Paul Nehlen speaks to reporters on Aug. 8, 2016, in downtown Janesville, Wis. (Angela Major/Janesville Gazette via AP)

Paul Nehlen, the businessman who unsuccessfully challenged House Speaker Paul D. Ryan (R-Wis.) in a primary last week, has formed a super PAC to continue pestering the party’s leadership — and to support Donald Trump.

Nehlen, 47, will serve as chairman of the group, Citizens Revolt PAC, and use his role to speak across the country and target Trump’s Republican critics.

He will hold a news conference Monday in Wisconsin to discuss his plans.

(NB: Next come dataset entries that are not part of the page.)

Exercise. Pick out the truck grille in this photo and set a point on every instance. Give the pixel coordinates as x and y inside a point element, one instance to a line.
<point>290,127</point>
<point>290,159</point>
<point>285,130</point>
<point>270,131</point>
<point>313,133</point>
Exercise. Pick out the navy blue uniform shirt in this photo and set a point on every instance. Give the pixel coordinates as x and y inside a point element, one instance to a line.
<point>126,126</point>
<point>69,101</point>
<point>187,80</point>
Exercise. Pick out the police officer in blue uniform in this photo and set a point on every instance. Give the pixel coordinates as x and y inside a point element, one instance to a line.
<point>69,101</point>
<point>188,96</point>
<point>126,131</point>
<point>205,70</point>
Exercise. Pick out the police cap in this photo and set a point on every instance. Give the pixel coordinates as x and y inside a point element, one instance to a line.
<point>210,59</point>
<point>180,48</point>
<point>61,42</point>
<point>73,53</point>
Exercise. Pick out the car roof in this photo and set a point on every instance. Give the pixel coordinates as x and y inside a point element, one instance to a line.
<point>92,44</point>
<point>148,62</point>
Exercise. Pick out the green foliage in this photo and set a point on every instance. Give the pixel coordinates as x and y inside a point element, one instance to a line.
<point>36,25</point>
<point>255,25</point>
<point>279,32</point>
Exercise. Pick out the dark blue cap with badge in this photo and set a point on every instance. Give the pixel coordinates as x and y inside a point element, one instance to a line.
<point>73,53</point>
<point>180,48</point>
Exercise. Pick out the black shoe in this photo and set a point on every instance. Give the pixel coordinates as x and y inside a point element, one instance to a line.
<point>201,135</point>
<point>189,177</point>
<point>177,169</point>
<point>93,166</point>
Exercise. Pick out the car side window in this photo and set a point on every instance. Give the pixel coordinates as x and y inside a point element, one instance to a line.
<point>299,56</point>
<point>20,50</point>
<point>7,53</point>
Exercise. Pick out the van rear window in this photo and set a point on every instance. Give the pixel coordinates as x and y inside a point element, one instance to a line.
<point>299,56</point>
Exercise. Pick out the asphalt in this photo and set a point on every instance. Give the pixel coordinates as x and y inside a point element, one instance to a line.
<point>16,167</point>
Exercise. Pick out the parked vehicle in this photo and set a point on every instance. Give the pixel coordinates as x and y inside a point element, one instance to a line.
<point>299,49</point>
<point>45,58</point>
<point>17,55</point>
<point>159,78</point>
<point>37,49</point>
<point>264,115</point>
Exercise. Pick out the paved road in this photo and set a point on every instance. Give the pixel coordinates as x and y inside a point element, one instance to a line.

Although Nehlen lost the Aug. 9 contest by a staggering margin — Ryan won 84 percent of the vote — he and his allies think that the support he received from right-wing figures such as Ann Coulter and former Alaska governor Sarah Palin has given him a burgeoning national profile.

Paul Ryan’s primary becomes a proxy war between conservatives and Trump-loving populists

In particular, Nehlen's candidacy drew support from the deeply populist and nationalist wing of the Republican Party, which cheered on his attacks on Ryan as a "soulless globalist" aligned with wealthy Wall Street donors.

So instead of retreating from the scene in the presidential race’s final months, Nehlen wants to build on that attention by taking his edgy populist pitch beyond Ryan’s district.

The organization’s founding comes as some GOP leaders are growing wary of Trump, who has slipped in the polls.

“We’re launching,” Nehlen said in an email, “to amplify the voices of hard-working Americans who have had enough of party leadership and who are ready to put out to pasture the political dynasties running America.”

He added, “Millions of hard-working Americans have had enough of the Clinton dynasty and they’ve had enough of career politicians colluding to keep outsiders like Donald Trump, who echoes their thoughts, out of power.”

Nehlen’s team said his goal is to raise more than $1 million ahead of November and to spend it all on communications and ground operations in swing states where Trump could use a boost, especially Florida, Virginia, North Carolina, Colorado and Pennsylvania.

The super PAC’s activities are expected to include advertising on television, radio and digital outlets, as well as direct mail, with Nehlen appearing at events and in the media.

But those efforts will not be directed just at Democratic presidential nominee Hillary Clinton. An aide noted in an email that Nehlen’s mission will also be to “put on notice” any politician working against Trump.

“You will be made to answer to the grass-roots,” the aide wrote.

Ryan's associates dismissed Nehlen's latest project as a futile and embarrassing attempt to stay in the headlines.

A senior GOP aide familiar with Wisconsin politics wrote in an email: "Voters in Southern Wisconsin soundly rejected Paul Nehlen on Tuesday. His new endeavor will likely produce the same result as Nehlen's gimmicky campaign, meaning it will exist primarily to enrich himself and his consultants under the specious claims of advancing 'true conservative' reforms."